# How long to Restore Disk to a Single Volume



## lorewren (Jan 7, 2003)

Curious about the length of time to restore disc to single volume unsing Boot Camp assistant. Disc is 1TB on a iMac - Mountian Lion OS.

Its been barber polling for about 2.5 hrs now.

Cheers E.


----------



## wonderings (Jun 10, 2003)

That seems way way to long. I deleted an 80 gig boot camp partition with the boot camp assistant app. I dont know how long it took, but I know it was no where near that long.
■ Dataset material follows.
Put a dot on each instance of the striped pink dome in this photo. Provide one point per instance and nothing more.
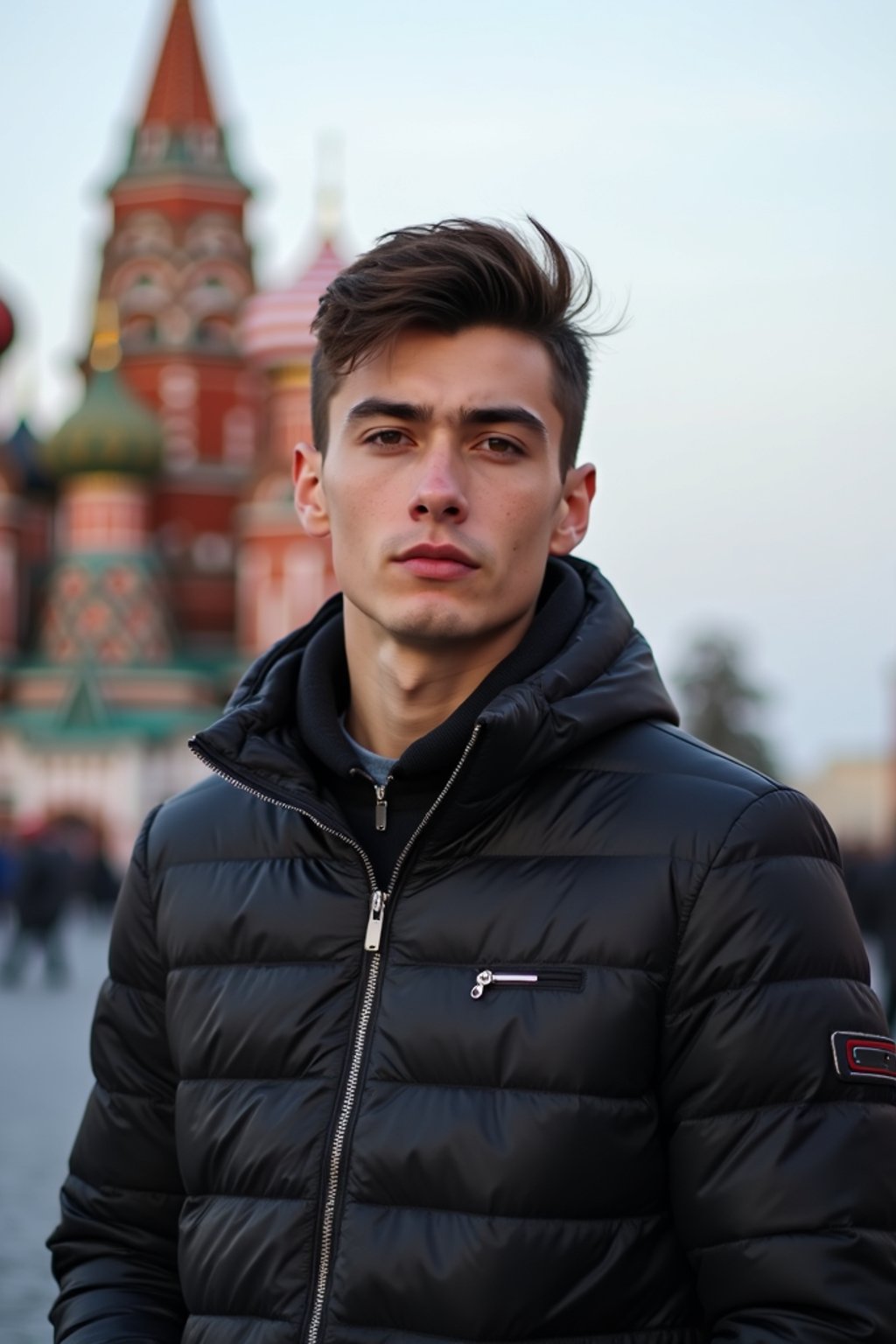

How big was the partition?


----------



## lorewren (Jan 7, 2003)

*Issue resolved*

I quit and restarted and repeated and it took about 10 mins. Thanks. 
FYI partition was 50 GB


----------



## wonderings (Jun 10, 2003)

lorewren said:


> I quit and restarted and repeated and it took about 10 mins. Thanks.
> FYI partition was 50 GB


I have to boot into restore mode and run disk utility to repair the hard drive many many times on my iMac after deleting the bootcamp partition. Was doing some tests and I ended up installing and uninstalling about 4 or 5 times. Every time I had to boot off a disc, run disc utilities and repair. Was fine after that. You might want to check out the drive make sure everything is ok as well.


----------